Les acacias en beaux arbres qu’ils étaient se satisfaisaient de ce voisinage. 

On croit toujours que les arbres sont du bois, mais pas du tout ! Une chèvre est un animal. Personne n’ignore que lorsque l’on joue du tambour en frappant une peau tendue, que cette peau appartenait à un être vivant, bêlant, nourrissant. Je pourrais aussi vous parler des tenues que portent les premiers peuples de ces régions. Avant le fil tissé, les fameux Massaïs, guerriers chasseurs d’une grande adresse, n’étaient vêtus que de peaux de bêtes qu’il avaient tannées, cousues ensemble. Plus tard, d’ailleurs, ils ont utilisé la laine des moutons ! Bref, chaque fois que l’on pense à un animal, il est vivant. Même le serpent ! Tiens, un python de trois mètres de long, costaud comme mon bras est bien vivant puisque nous le craignons, mais aussi puisque certaines tribus le chassent afin d’en utiliser la peau pour d’autres tambours ! Seulement, chaque fois que l’on regarde un arbre, on a l’impression de contempler un objet inanimé, comme une statue ou un bâtiment planté là par le temps. Ou même comme le fût d’un tambour ! Avez-vous déjà imaginé qu’un arbre est aussi vivant qu’une chèvre, qu’un serpent ou même qu’un être humain ? Ah ! Ah! Pas souvent, je suis sûr ! 

Pourtant, l’histoire que je vous raconte prouve que les arbres sont bien des créatures vivantes, capables de ressentir, penser, réagir. Ça alors ? Vous ne me croyez pas.

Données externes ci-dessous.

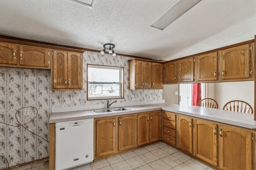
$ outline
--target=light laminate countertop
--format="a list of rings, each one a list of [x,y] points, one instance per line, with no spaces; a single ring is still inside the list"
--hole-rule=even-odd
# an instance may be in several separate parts
[[[160,103],[124,107],[129,111],[94,114],[90,110],[52,113],[49,123],[163,110],[250,129],[256,128],[254,115],[198,106]],[[96,109],[94,109],[96,110]]]

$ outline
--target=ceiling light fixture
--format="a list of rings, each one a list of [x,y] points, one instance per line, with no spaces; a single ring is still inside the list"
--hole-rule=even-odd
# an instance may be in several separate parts
[[[113,49],[115,48],[115,45],[112,43],[106,43],[103,45],[104,49],[100,51],[100,54],[103,55],[106,51],[106,49],[108,49],[108,53],[112,54],[113,56],[116,55],[116,54],[115,53]]]
[[[177,0],[150,25],[162,31],[201,0]]]

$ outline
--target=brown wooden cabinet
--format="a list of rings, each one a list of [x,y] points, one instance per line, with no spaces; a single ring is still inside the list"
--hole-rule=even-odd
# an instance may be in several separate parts
[[[150,112],[149,117],[149,142],[151,142],[160,139],[160,111]]]
[[[194,59],[190,57],[179,60],[179,82],[194,81]]]
[[[148,143],[148,113],[140,113],[137,115],[137,145]]]
[[[178,82],[177,61],[170,62],[164,65],[164,83],[170,84]]]
[[[163,111],[163,140],[176,145],[176,114]]]
[[[195,156],[215,166],[218,166],[217,125],[200,120],[194,121]]]
[[[94,120],[94,156],[106,156],[116,152],[116,117]]]
[[[178,117],[179,148],[193,154],[193,119]]]
[[[82,54],[53,50],[52,90],[82,90]]]
[[[20,65],[50,68],[50,49],[19,45],[18,52]]]
[[[0,64],[18,64],[17,44],[0,42]]]
[[[197,57],[198,81],[218,80],[218,56],[214,52]]]
[[[152,63],[152,88],[163,88],[163,64]]]
[[[252,169],[252,134],[251,129],[227,125],[219,126],[220,169]]]
[[[250,44],[246,44],[220,51],[222,80],[248,79],[252,76],[250,66]]]
[[[118,119],[118,151],[134,148],[134,115],[119,116]]]
[[[1,66],[50,69],[51,49],[28,45],[0,42]]]
[[[129,89],[151,88],[152,63],[132,59],[129,62]]]
[[[143,112],[137,115],[137,145],[160,139],[160,111]]]

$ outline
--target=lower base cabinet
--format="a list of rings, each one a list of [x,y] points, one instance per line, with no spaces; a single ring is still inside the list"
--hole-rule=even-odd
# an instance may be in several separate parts
[[[219,129],[220,168],[252,169],[252,130],[223,125]]]
[[[218,165],[217,127],[216,123],[194,121],[195,156],[216,166]]]

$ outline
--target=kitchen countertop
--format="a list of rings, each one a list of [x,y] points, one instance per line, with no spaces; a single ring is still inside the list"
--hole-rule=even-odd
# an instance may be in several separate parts
[[[254,115],[195,106],[160,103],[124,107],[131,110],[94,114],[90,110],[52,113],[49,123],[163,110],[250,129],[256,128]],[[96,109],[94,109],[96,110]]]

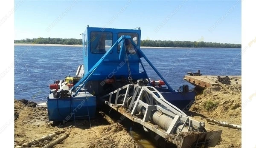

Écoutez plutôt.

Dans cette savane, dans ce bosquet d’acacias, les quelques arbres présents avaient profité de l’absence totale d’animaux pour se développer comme ils l’entendaient. Ils avaient tous acquis un tronc solide, bien habillé d’une écorce capable d’endurer les chaleurs les plus torrides comme les vents les plus violents. Ils avaient ancré profondément leurs racines dans la terre allant puiser l’eau très loin au fond du monde du dessous. Même en pleine saison sèche au cours de laquelle ils freinaient leur croissance pour ne pas gaspiller trop d’eau ! Comme partout ailleurs, les arbres prenaient, les arbres donnaient. Absorbant dans l’air un gaz que l’on appelle carbonique – un gaz mortel pour les humains et les animaux – ils profitaient de la nuit pour le transformer en oxygène, un gaz beaucoup plus sympa qui nous permet de respirer, donc de vivre. 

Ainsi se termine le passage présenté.